Saturday, September 22, 2018

Introduction

I've never had a blog before, but events over the last year or so have inspired me to have an area to write in that is more permanent and easier to find than simple facebook ramblings.  This will primarily be about my adventures and explorations in Big Data, most notably my work on compression of genomic data, but I won't discount other forays into undiscovered (by me) lands.

I've been a fan of data compression since my early university days, with the first compression tool I wrote being a Huffman entropy encoder and decoder in 6502 assembly for the BBC Micro.  Fun days.  It worked, but was hardly earth shattering.  It sparked a geeky passion which has stayed with me ever since.

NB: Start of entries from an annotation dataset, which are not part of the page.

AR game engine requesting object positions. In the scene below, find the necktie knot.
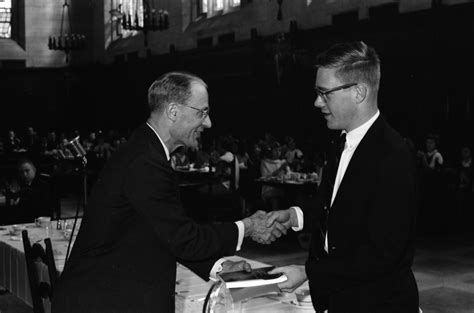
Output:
[337,133,346,158]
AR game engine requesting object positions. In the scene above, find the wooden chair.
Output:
[44,238,59,292]
[22,230,52,313]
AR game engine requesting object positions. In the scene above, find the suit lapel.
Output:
[331,116,385,212]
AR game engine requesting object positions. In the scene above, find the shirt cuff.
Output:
[235,221,245,251]
[290,206,304,231]
[209,258,227,281]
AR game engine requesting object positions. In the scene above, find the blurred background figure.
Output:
[171,146,190,169]
[260,141,289,211]
[418,134,444,170]
[285,137,303,172]
[4,130,21,153]
[2,159,55,224]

In my professional life I've mostly been doing work in and around Bioinformatics, but occasionally this gave me room to exercise my love of compression.   It started with DNA sequencing chromatograms ("traces") and the ZTR format and much later moved on to experimental and unpublished FASTQ compressors which subsequently lead to taking part in the Sequence Squeeze contest (and somehow winning it, which paid for several Sanger Informatics punting trips among other things).  The contest lead me to write a paper with Matt Mahoney, who I have to confess has been a long time hero of mine due to his fantastic work on the PAQ compressors and running sites like the Large Text Compression Benchmark, so it was an honour to collaborate with him.

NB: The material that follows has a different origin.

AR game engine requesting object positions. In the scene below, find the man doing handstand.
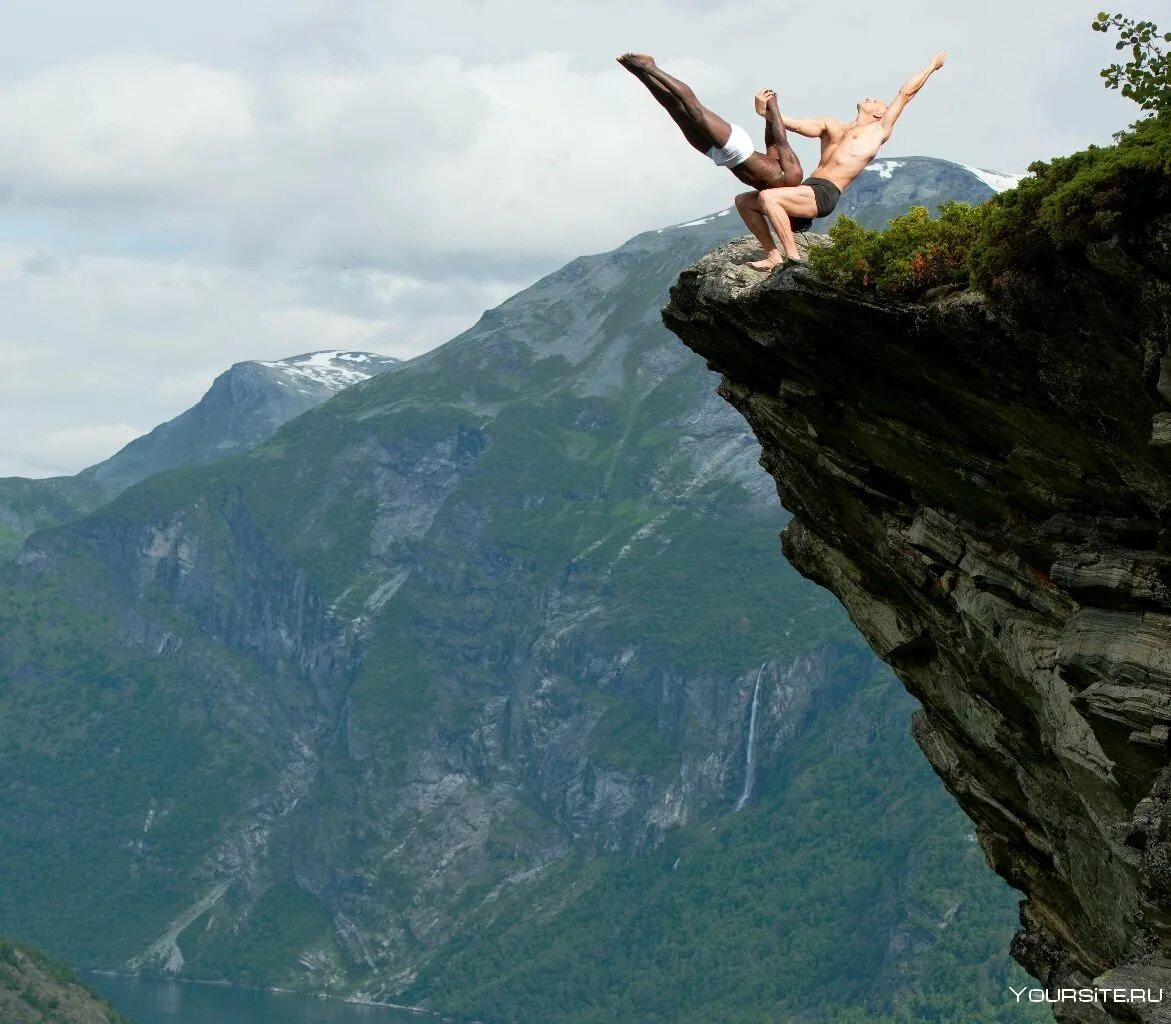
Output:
[618,54,801,190]
[618,53,945,269]
[737,53,947,271]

Off the back of the Sequence Squeeze contest, I was asked to work on writing a C implementation of the CRAM format, an alternative to the BAM format for storing next generation DNA sequence alignments.   I didn't know whether to be pleased or not, but my "Great Grandboss" (how else do people refer to their boss's boss's boss?) said words to the effect of "We're looking for someone to do a quick and dirty C implementation of CRAM, and I immediately thought of you".  Umm. :-)

It's with CRAM where my blogs will start proper.

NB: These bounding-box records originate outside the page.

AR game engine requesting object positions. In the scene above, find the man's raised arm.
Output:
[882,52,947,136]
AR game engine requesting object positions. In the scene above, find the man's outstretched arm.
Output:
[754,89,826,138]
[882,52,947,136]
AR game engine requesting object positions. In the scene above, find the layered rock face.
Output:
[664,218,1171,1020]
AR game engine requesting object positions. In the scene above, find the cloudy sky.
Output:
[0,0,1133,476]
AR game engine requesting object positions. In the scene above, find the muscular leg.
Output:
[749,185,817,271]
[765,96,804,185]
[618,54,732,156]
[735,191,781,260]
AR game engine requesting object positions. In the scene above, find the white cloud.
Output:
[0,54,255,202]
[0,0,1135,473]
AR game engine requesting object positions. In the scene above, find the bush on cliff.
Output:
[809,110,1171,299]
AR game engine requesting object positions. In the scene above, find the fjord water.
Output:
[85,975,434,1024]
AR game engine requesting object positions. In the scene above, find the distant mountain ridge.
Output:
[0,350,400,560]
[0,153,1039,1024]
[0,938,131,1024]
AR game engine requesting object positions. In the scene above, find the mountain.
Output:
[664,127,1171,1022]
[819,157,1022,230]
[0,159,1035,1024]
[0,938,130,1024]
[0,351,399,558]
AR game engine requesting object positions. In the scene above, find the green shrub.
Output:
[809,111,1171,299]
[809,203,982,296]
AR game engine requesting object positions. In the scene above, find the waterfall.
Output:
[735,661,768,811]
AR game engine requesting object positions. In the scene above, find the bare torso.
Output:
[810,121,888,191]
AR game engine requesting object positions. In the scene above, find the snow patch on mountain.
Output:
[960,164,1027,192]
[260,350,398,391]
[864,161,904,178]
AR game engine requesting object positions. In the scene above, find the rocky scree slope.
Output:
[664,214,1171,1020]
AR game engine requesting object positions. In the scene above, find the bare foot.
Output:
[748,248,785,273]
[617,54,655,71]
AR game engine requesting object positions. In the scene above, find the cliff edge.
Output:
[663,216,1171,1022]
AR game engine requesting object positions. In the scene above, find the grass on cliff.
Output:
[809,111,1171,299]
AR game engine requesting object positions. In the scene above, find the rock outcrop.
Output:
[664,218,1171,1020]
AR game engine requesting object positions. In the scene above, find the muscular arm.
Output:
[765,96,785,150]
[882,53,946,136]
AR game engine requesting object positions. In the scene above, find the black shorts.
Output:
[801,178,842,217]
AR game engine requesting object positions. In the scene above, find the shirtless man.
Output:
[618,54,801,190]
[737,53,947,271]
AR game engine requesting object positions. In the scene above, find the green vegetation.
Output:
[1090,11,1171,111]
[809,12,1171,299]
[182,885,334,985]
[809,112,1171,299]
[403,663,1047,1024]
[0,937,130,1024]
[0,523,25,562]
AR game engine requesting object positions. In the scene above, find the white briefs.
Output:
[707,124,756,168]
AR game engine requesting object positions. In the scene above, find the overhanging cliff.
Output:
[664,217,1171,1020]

As to why it is important, take a look at this well published image from https://www.genome.gov/sequencingcostsdata/.


When the first Human Genome was published, it was a truly international effort that took over a decade to complete and cost nearly $3 billion dollars, which included a lot of learning and development of techniques.  By the end of it, the cost of doing it again was already under 1/10th of that, and now we're well under $1000 for the same thing and completed in a couple of days (along with numerous other genomes on the same instrument at the same time).  Because of this though we now do other experiments: we sequence cancers and "normals" (non-cancer) in 100s of patients in order to work out what genetic differences lead to the cancer, we're even sequencing all tissues in the human body to produce a Human Cell Atlas.  In short, as the cost went down, the amount of data went up.  Up by a HUGE amount, far more than Moore's Law for computing and Kryder's Law for storage.   Ultimately data compression means nothing against a disparity in exponential growths, but it's a start and we'd be foolish to not exploit it.  A good reason to scratch an itch.

2 comments:

  1. As a user of other MPEG-style standards, I say: Don't let them steamroll you into requiring their stuff. They don't know how to keep things simple.

    Open source stuff, with rough consensus and working code, is far far better.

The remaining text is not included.